CSc 103 Programming Project
Famous Names
The goal of this project is to write a Java implementation of a
generic Binary Search Tree and write a client application that uses it.
Overview - Frequency Analysis of Famous Names
Using an online database, the instructor has created a file of nearly
34,000 names of famous people. Of course you are probably curious
what the most common first names are.
We want a program that can read a text file of names and analyze it to
determine the
frequency
of occurrence of first names. Assume that there is only one name
per line and that the person's first name starts at the beginning of
the line. Disregard differences between
lower
and upper case letters. Valid names contain only
alphabetic characters and have more than one letter. (Blanks and
punctuation are not considered as
letters). The output report should show the number of times each
name
was found in the text, ordered by frequency, then by upper case name
(alphabetically).
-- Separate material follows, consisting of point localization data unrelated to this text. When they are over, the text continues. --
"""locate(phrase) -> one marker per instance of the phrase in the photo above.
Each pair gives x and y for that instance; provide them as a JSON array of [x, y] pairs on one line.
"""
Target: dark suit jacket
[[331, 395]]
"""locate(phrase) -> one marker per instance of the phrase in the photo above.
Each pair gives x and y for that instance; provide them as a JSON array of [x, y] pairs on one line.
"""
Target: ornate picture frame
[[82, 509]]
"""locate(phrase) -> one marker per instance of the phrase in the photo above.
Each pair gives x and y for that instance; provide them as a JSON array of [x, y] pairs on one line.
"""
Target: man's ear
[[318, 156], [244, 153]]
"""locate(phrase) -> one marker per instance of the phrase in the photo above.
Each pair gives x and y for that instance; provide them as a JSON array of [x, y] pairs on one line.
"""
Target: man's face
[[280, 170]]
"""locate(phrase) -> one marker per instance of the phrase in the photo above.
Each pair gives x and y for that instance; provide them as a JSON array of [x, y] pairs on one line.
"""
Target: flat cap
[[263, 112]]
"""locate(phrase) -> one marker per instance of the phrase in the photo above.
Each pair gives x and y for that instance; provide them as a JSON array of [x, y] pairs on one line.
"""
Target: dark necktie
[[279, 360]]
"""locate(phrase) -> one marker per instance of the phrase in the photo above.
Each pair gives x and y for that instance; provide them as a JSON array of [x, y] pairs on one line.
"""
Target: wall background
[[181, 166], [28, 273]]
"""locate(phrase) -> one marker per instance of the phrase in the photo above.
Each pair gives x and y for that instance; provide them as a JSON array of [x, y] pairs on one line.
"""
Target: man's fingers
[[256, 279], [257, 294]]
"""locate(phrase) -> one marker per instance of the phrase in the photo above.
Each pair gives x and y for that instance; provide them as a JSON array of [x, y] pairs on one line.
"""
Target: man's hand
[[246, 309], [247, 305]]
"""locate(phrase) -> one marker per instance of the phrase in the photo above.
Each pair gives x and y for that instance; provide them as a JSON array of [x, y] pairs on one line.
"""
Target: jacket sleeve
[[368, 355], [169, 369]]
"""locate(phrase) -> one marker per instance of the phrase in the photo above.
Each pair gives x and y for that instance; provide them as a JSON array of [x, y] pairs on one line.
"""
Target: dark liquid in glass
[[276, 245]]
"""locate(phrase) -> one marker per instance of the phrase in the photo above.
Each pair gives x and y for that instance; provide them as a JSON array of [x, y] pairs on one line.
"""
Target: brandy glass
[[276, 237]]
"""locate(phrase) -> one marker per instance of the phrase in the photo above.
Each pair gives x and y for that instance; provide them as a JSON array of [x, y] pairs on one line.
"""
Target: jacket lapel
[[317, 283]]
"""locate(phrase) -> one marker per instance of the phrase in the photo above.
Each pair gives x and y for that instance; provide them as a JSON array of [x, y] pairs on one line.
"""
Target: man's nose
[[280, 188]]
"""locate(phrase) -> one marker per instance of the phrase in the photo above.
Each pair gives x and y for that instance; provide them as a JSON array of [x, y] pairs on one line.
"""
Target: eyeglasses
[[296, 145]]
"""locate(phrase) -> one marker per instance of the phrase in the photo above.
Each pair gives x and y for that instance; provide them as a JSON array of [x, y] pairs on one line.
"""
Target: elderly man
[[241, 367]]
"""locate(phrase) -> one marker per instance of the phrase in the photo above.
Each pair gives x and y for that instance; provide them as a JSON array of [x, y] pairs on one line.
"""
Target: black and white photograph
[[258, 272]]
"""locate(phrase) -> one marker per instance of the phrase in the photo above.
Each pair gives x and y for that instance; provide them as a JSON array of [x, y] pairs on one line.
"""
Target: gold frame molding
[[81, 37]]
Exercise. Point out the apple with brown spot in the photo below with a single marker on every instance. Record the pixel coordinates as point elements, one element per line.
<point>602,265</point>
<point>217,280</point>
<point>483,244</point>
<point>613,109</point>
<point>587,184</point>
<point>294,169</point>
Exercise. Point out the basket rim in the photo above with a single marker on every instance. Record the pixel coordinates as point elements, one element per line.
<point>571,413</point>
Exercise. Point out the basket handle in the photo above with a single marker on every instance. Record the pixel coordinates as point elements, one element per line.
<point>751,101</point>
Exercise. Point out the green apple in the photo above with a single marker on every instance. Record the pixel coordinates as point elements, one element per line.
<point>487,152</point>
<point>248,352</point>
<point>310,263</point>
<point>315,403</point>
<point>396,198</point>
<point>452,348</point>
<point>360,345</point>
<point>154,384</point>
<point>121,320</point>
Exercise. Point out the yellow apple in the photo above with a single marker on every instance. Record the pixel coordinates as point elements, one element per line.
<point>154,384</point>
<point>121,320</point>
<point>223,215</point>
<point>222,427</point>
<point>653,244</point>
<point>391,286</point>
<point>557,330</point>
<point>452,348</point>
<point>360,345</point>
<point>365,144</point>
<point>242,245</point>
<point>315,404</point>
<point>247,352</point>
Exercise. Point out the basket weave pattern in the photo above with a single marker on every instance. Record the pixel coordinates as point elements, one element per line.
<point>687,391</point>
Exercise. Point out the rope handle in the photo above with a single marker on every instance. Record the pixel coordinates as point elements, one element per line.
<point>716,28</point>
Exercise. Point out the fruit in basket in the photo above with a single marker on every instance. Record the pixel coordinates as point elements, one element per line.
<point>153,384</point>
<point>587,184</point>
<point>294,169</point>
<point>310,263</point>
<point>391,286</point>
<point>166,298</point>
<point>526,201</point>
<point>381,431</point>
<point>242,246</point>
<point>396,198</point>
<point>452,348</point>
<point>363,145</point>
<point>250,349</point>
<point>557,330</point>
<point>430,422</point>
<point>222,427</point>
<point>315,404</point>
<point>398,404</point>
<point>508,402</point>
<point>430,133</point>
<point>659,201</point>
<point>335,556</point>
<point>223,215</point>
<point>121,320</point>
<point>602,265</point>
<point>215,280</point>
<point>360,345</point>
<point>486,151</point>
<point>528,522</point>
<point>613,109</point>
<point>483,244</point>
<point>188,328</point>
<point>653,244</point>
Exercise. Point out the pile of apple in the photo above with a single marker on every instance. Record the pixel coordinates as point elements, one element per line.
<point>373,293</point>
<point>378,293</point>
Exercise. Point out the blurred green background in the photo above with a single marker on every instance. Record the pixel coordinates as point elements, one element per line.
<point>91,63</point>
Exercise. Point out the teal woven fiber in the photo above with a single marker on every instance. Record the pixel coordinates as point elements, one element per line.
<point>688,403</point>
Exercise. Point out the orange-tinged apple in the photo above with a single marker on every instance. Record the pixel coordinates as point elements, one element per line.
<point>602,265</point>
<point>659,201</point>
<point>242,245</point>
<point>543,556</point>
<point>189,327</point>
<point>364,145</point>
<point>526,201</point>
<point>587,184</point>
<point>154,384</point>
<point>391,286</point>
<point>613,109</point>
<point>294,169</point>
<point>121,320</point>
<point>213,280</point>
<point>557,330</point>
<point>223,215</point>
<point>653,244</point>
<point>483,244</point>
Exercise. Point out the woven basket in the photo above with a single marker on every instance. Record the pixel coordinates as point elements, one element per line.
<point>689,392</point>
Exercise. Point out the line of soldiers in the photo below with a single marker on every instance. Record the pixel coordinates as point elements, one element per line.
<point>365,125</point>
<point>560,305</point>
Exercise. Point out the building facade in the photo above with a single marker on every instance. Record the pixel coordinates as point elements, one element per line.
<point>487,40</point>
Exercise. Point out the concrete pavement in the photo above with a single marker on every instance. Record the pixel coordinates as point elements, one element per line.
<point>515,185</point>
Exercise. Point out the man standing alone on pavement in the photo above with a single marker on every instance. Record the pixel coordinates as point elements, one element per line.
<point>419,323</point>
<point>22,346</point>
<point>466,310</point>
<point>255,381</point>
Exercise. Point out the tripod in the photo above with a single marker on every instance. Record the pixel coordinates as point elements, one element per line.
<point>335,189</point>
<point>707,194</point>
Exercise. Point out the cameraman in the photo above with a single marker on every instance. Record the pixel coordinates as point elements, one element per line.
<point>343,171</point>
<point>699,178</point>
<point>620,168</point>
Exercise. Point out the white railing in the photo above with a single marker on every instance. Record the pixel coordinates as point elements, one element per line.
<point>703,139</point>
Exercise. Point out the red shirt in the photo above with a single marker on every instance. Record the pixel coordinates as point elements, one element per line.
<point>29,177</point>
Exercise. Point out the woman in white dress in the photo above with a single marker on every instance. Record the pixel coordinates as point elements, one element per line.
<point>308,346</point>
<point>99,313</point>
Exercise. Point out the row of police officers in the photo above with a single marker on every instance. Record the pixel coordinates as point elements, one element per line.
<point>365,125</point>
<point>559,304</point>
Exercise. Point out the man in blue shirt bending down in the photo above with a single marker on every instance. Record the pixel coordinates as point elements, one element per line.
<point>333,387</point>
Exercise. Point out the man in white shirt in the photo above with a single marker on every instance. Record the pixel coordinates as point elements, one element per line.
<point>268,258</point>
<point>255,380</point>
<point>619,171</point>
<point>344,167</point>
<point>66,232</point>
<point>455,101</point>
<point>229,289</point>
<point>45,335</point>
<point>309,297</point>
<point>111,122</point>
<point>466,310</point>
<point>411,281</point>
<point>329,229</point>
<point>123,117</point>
Each line contains the name, the count, and the
percent of the total number of names (to 2 decimal places).
For example, an analysis of this data file
would yield:
BOB 3 20.00
MARY 3 20.00
TOM 3 20.00
ED 2 13.33
JILL 1 6.67
MARK 1 6.67
PRINCE 1 6.67
REVEREND 1 6.67
Note that even though "REVEREND" is a title, because it appears at the
start of the line we will treat it as a first name.
The application should obtain the input text from standard input.
(Do not print any prompt to the user).
Software Design
Click on a class in the diagram to view the javadocs.

You are to implement all the classes in the above design, except for FamousNameApp,
BinaryNode
and Natural.
BinarySearchTree This is a generic version
of StringSearchTree that we developed in lab.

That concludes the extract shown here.